The categories in each group show significant variation in form, size, and spatial arrangement, creating further difficulties for precise detection when only a few labeled examples are available.
Appendix A.4. Summary
This appendix summarizes the task formulation, scene properties, and category structure of the DIOR dataset adopted in this work. This supplementary description is intended to enhance clarity and ensure experimental reproducibility. No extra annotations, multimodal signals, or external forms of supervision are involved.
Appendix B. Task Setting and Dataset Characteristics of NWPU VHR-10
Appendix B.1. Detection Task
On the NWPU VHR-10 dataset, the detection task is defined in a manner consistent with that used for DIOR. Each very-high-resolution overhead image is processed to locate all instances from predefined categories with bounding boxes, while assigning the corresponding class labels. The proposed method operates solely on visual inputs and excludes the use of textual prompts, semantic priors, or other multimodal cues. Its performance is examined in few-shot scenarios to evaluate robustness when only a small number of training samples are available.
Appendix B.2. Image Properties and Scene Diversity
NWPU VHR-10 consists of very-high-resolution imagery acquired using multiple sensing platforms. Relative to larger benchmark datasets, this collection includes fewer categories, yet shows substantial diversity in object scale, visual appearance, and surrounding context. The objects span a wide spectrum, from compact vehicles to large-scale facilities, and frequently occur in cluttered scenes where foreground structures are visually similar to the background.
The NWPU VHR-10 dataset includes scenes spanning urban areas, transportation infrastructures, port regions, industrial sites, as well as open terrains. In practice, effective detection depends not only on local visual cues but also on modeling geometric patterns and overall spatial organization.
Appendix B.3. Category Structure
NWPU VHR-10 defines ten object classes corresponding to frequently observed artificial structures in overhead imagery.

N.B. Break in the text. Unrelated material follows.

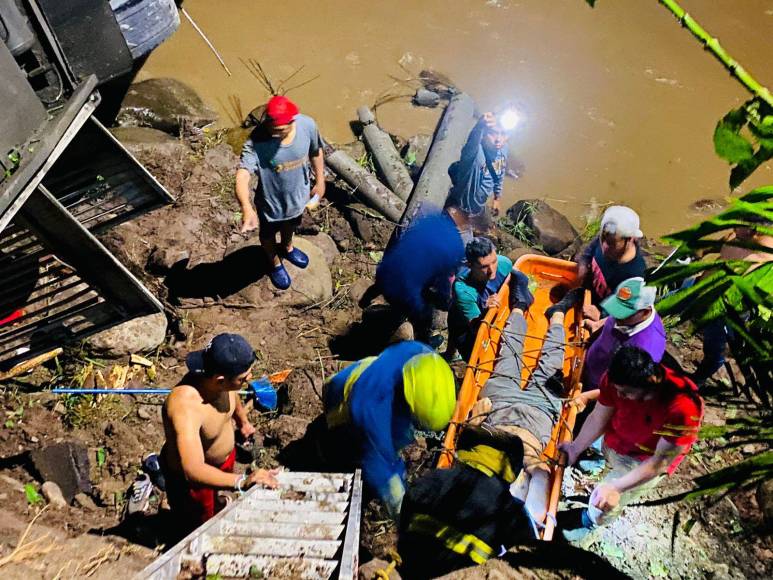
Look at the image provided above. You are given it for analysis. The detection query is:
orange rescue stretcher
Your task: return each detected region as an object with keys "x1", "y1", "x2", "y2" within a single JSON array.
[{"x1": 438, "y1": 254, "x2": 590, "y2": 540}]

For clarity, the categories are summarized below.
Transportation-related objects include airplanes, ships, vehicles, bridges, and harbors, which appear in scenes structured by runways, road systems, or water routes.
Infrastructure and functional facilities are represented by storage tanks and ground track fields, characterized by regular geometry and extensive spatial coverage.

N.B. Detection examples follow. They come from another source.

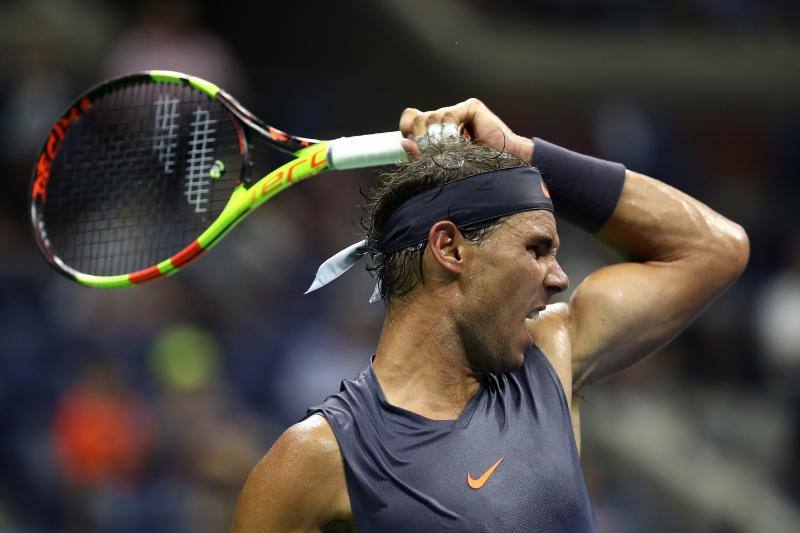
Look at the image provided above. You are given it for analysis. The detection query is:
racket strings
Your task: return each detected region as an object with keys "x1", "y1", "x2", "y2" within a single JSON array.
[{"x1": 43, "y1": 83, "x2": 241, "y2": 276}]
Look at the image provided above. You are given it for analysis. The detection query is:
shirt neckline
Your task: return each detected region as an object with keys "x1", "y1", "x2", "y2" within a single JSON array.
[{"x1": 367, "y1": 355, "x2": 488, "y2": 428}]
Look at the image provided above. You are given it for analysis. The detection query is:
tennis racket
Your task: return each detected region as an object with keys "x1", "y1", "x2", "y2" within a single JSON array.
[{"x1": 30, "y1": 70, "x2": 406, "y2": 288}]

Sports and recreational facilities include baseball fields, basketball courts, and tennis courts, which are distinguished by clear markings and highly symmetric layouts.

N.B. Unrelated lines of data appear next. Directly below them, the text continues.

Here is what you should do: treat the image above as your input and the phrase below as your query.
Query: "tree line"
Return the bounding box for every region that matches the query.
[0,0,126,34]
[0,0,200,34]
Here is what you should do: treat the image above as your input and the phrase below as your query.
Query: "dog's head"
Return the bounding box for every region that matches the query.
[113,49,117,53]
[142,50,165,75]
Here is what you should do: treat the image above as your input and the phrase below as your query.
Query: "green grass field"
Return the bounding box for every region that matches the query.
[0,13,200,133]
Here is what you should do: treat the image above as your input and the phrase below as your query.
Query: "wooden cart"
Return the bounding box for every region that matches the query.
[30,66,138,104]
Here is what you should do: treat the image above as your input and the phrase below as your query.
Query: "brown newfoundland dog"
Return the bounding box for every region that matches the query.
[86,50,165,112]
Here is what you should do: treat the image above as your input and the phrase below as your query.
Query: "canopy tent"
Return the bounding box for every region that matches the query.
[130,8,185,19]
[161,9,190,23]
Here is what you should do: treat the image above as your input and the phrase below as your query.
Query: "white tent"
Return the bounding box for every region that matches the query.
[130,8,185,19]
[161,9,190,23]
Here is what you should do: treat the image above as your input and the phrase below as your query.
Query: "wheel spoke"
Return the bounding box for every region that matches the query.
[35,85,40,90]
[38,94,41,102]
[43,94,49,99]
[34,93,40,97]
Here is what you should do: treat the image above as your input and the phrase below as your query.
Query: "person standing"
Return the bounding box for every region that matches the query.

Variations in object scale, geometric structure, and surrounding context among categories render NWPU VHR-10 a standard dataset for assessing few-shot detection capabilities.
Appendix B.4. Summary
This appendix summarizes the task formulation, scene characteristics, and category composition of the NWPU VHR-10 dataset used in this study. The description is provided to enhance clarity and reproducibility and does not introduce any multimodal information, semantic prompts, or additional supervision.